Dody mengatakan penguatan struktur jembatan menjadi langkah penting mengingat kendaraan yang melintas merupakan kendaraan kelas berat.
“Memang benar, jembatan ini harus diperkuat karena yang akan lewat kendaraan-kendaraan kelas berat. Alhamdulillah sudah mulai diperkuat dan mudah-mudahan dalam beberapa hari sudah siap,” kata dia dari keterangan yang dikutip Jumat (15/5/2026).

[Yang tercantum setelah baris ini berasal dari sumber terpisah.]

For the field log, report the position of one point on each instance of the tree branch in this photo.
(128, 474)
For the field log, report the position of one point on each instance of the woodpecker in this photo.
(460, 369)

Ia juga meminta pemantauan rutin terhadap kondisi struktur jembatan demi menjamin keselamatan operasional selama proyek berlangsung. Jika terjadi perubahan atau pergerakan struktur, penggunaan jembatan harus dihentikan sementara untuk perbaikan sebelum kembali difungsikan.
“Kalau ada perubahan struktur atau pergerakan struktur, di-stop dulu, diperbaiki lagi, baru kemudian dipergunakan kembali. Ini seperti yang kita kerjakan juga di Aceh dan Sumatera Utara untuk jembatan-jembatan darurat sambil menunggu pekerjaan permanennya selesai,” tuturnya.




Kapasitas 25 Ton, Dukung Mobilisasi Material
Jembatan Bailey sepanjang 90 meter dengan lebar 4 meter ini memiliki kapasitas beban hingga 25 ton. Infrastruktur sementara tersebut dibangun melalui kolaborasi Balai Besar Pelaksanaan Jalan Nasional (BBPJN) Jawa Tengah–DI Yogyakarta bersama Direktorat Jenderal Prasarana Strategis.
Keberadaan jembatan ini sangat krusial untuk mendukung mobilisasi lebih dari 2.000 ton struktur rangka baja serta lalu lintas truk mixer untuk pekerjaan pengecoran di lokasi proyek.
Target Rampung Juni 2026
Dody menambahkan percepatan pembangunan Sekolah Rakyat menjadi fokus seluruh unit organisasi di lingkungan Kementerian PU sebagai bagian dari dukungan terhadap program prioritas pemerintah di bidang pendidikan.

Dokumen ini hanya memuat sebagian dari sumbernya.